歩いている流れでUターンする人、一度立ち止まる→振り向く→また歩き出すという流れの人など、それぞれに違った動きをしていて、振り向き方から情景が見えてくる人もいます。
2巡目は1巡目で1度も出なかった「体から振り向いて、あとから顔が付いていく振り向き方」をしてみますが、なかなかスムーズにならない人が多く何度か試したりします。スムーズにこの振り向き方をしたときの印象としては「見たくないものに気づいた」といった感触です。
ポイントは、身体の動きからシチュエーションをイメージしていくこと。
3巡目は、呼びかけ役には、歩く役の人が各々イメージしたシチュエーションに合った呼びかけ方をしてもらうという条件を加え、試してみます。

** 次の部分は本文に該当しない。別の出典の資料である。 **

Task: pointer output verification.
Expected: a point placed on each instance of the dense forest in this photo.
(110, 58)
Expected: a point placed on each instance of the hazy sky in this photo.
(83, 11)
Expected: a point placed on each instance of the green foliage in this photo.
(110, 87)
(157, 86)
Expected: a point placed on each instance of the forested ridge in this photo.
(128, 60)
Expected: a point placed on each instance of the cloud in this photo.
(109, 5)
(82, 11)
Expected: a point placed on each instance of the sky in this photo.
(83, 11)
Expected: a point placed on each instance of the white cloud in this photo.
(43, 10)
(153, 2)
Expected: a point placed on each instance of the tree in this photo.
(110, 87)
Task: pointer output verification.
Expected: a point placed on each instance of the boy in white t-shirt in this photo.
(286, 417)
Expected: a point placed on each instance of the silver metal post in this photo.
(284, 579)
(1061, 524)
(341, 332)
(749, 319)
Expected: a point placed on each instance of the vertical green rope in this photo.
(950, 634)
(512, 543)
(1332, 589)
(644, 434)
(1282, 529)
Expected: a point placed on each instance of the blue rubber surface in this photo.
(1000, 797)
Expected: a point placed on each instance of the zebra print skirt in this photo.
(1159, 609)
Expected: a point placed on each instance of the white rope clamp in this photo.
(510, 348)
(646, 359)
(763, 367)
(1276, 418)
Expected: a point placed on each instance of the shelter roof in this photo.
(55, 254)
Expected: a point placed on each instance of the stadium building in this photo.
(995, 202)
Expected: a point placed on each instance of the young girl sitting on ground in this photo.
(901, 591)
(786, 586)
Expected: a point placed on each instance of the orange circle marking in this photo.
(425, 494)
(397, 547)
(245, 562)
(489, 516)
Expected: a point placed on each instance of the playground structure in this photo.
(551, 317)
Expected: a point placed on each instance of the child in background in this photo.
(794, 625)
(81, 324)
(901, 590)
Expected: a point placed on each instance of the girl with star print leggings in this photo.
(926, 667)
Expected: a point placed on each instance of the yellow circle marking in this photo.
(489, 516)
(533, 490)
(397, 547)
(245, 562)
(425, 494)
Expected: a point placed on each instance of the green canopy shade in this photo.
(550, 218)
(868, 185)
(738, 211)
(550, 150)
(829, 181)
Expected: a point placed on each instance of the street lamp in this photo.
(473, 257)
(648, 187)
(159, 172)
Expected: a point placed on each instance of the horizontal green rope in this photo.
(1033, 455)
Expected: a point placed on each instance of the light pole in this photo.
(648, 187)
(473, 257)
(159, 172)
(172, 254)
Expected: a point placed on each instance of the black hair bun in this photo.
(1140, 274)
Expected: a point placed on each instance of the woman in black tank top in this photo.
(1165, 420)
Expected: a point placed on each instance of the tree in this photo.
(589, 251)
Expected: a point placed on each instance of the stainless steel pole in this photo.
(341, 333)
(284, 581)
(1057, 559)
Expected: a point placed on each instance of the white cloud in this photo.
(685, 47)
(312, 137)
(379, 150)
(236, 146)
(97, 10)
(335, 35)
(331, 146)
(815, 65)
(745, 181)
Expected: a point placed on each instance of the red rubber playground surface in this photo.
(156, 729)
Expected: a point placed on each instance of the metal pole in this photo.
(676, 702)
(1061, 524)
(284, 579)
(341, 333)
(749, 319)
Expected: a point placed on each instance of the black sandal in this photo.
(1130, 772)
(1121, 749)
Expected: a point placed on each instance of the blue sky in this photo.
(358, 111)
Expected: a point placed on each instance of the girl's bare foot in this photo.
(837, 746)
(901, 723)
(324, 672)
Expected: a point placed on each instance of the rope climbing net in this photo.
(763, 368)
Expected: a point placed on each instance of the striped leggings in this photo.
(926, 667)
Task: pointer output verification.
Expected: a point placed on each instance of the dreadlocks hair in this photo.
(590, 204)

シチュエーションが合っていると振り向き方から「葛藤」が見えてきます。
歩く演技一つ取っても、目で歩く、胸で歩く、腹で歩くなど、どこを意識の先頭にもっていくかで見えてくる態度や印象が変わってくるそうです。

テキストの稽古では、
3人のそれぞれの位置や向きが移動して360度どの方向からも違った見え方がする演技や、父親役の振り向き方など、みなさん、ここまでの小原さんの言葉や前半のシアターゲームが活きている演技をされているようでした。
また、各役者さんごと、配役の組み合わせごとに印象が大きく違っていて、小原さんからも「母娘はこれくらい他愛の無い話を延々してる感じが良いですね」、「父親はこのくらい軽快な方が良いですね」など、それぞれの良さがフィードバックされていきます。

フィードバックの合間合間に、小原さんから「今回のオムニバスは全てコロナの影響下のイメージ」、「公演全作品通して「他愛の無い話を延々してる感じ」を目指している。」と、公演全体のイメージも徐々に提示されていきます。

また、「ポンポン山」のテキストは、「断捨離で思い出の品を全て処分し、(処分で得たお金で)全てを食べた娘」というイメージがあるそう。
「ポンポン山」のテキストは完結までもう少し書き足されるようです。